After Gilas Pilipinas' impressive showing against the Tony Parker-led French basketball team at the FIBA Olympic Qualifying Tournament, we thought our boys would have less trouble dealing with their next assignment—the Tall Blacks of New Zealand. But, surprise, surprise, the Kiwis played with as much swagger and ferocity as they did during their pre-game Haka dance. As a result, the host team succumbed to New Zealand, 89-80. The opponents' combination of size, athleticism, and relentlessness on both ends of the floor forced Team Philippines to lag behind all game long and ultimately, end Gilas' 2016 Olympic bid.
We're still proud of our hardwood representatives, of course, but Gilas' fruitless campaign doesn't take away the fact that there is a whole lot of work to be done before the Philippine national basketball team ascend to higher levels. Losing to NZ exposed facets of our game that need tightening up. The best thing to do now is to learn from the lessons off this latest heartbreak to make future Gilas teams even more ready for the global stage.

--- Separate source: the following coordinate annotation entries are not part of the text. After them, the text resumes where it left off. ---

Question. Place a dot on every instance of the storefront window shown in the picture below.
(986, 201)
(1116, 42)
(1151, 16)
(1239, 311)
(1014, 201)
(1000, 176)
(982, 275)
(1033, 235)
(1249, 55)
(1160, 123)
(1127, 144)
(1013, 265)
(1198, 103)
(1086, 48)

1) More exposure against bigger and faster competition
The Gilas guards, at times, stayed in step with Parker but were clearly overwhelmed by the explosiveness of the Kiwi backcourt bannered by the Webster brothers, Tai and Corey. Tai, the younger of the two at 21, was unstoppable, getting to the hole at will for 25 points while outhustling everybody with 11 rebounds. His brother added 23 markers, coming off pull-up jumpers and a few finds down the lane. We thought our guys can defend them, if not one-on-one, through switches and some help defense.
It wasn't the case though, as the locals seemed shocked to see 6'4" ball handlers blowing past Jayson Castro and laying the ball up over Andray Blatche and June Mar Fajardo. There are other players out there more athletic than the Webster brothers, and if Team Pilipinas gets used to competing with such, we could match up better against the speedy and the most agile bigs of international basketball. To achieve that, the next Gilas program should send the national pool to more pocket tournaments in Europe and the Americas.
2) Better on-court communication
A basic component every ball club must have is a way to talk to each other, and the national team didn't show much of it against the Kiwis, especially on defense. The Tall Blacks must have had at least 10 easy layups, thanks to unopposed entry passes down the lane. It was the most elementary of plays, the give-and-go, that ultimately doomed the team in the end.
Yes, NZ's cutting game was sharp, but many of the uncontested baskets could have been prevented had Gilas communicated better on defense. The locals shouldn't have any problem fixing this; they simply have to keep communication lines on the floor open at all times.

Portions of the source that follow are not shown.